Embedding Models for the Vector Store
In C3 Generative AI, documents are parsed, chunked, and embedded into a vector store for additional retrieval steps. For information on multimodal parsing and chunking, see Multimodal Parsing.
Depending on your model architecture, training data, intended use cases, and embedding performance and quality, you may want to change the embedder in your application. C3 Generative AI supports any embedder from Hugging Face including mixedbread-ai/mxbai-embed-large-v1 and any LLM-based embedder such as text-embedding-3-large from OpenAI. For the benefits and costs of each embedder, read through the respective documentation of each model's source.

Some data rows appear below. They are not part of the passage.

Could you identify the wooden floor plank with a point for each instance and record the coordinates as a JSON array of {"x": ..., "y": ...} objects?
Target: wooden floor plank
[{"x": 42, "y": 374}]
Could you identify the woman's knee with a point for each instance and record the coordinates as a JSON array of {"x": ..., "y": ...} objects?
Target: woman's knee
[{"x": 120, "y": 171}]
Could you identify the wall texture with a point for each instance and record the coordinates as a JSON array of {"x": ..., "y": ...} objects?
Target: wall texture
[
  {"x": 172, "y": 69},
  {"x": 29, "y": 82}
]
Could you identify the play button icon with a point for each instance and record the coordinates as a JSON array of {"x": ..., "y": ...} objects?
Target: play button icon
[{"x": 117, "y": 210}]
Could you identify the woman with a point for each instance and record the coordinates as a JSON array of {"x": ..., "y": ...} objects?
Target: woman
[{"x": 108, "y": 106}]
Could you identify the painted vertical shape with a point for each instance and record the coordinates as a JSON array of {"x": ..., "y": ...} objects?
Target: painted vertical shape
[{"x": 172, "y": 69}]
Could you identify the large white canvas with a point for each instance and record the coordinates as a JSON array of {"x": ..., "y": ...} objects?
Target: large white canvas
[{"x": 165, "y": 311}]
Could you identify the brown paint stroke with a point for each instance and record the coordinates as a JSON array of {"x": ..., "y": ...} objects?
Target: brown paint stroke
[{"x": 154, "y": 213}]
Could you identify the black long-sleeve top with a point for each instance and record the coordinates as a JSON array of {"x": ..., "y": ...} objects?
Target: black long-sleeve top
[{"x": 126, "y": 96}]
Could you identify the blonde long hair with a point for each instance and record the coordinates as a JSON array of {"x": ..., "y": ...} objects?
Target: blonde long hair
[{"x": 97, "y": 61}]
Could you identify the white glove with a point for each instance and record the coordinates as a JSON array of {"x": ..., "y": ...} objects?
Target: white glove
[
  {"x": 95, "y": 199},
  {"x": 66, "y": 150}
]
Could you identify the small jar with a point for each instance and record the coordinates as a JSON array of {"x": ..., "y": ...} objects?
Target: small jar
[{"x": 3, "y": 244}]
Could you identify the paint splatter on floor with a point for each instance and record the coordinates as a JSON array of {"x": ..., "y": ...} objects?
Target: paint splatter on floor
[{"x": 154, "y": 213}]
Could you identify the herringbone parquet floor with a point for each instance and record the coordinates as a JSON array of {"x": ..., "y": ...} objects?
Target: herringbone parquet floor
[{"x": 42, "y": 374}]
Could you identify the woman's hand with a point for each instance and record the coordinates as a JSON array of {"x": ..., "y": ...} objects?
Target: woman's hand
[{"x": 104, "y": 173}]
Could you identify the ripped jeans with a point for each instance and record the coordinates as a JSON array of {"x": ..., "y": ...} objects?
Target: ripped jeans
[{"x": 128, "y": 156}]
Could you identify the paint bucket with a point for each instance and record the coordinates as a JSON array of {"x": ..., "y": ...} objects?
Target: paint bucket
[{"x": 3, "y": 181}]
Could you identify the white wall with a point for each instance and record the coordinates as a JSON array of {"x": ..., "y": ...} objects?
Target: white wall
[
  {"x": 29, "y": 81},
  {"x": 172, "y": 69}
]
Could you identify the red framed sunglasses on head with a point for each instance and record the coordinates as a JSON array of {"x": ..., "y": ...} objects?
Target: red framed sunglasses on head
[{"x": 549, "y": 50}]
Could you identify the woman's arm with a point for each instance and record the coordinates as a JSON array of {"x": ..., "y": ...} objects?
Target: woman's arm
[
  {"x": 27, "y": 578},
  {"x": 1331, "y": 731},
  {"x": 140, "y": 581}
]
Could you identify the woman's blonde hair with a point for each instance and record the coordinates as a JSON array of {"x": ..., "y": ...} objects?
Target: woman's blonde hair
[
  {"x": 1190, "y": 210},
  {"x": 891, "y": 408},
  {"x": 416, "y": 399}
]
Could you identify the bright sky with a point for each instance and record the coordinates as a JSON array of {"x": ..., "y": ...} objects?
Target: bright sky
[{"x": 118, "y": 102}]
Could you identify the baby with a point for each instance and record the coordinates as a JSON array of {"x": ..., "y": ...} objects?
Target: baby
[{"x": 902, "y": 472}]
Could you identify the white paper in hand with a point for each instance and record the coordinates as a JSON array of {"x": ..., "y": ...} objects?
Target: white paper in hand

How to change the default embedder
The embedder is implemented in the Genai.Embedder Type which has a method called getEmbedder. This method takes a specification in Genai.Embedder.Spec
You should use the fields in the Embedder.Spec Type to customize your embedder.
By default, the built-in embedder is the e5 transformer model (intfloat/multilingual-e5-large-instruct). You can change this with the following steps:
HuggingFace Embedders
You can use the direct model names from HuggingFace or the predefined model enums in the application.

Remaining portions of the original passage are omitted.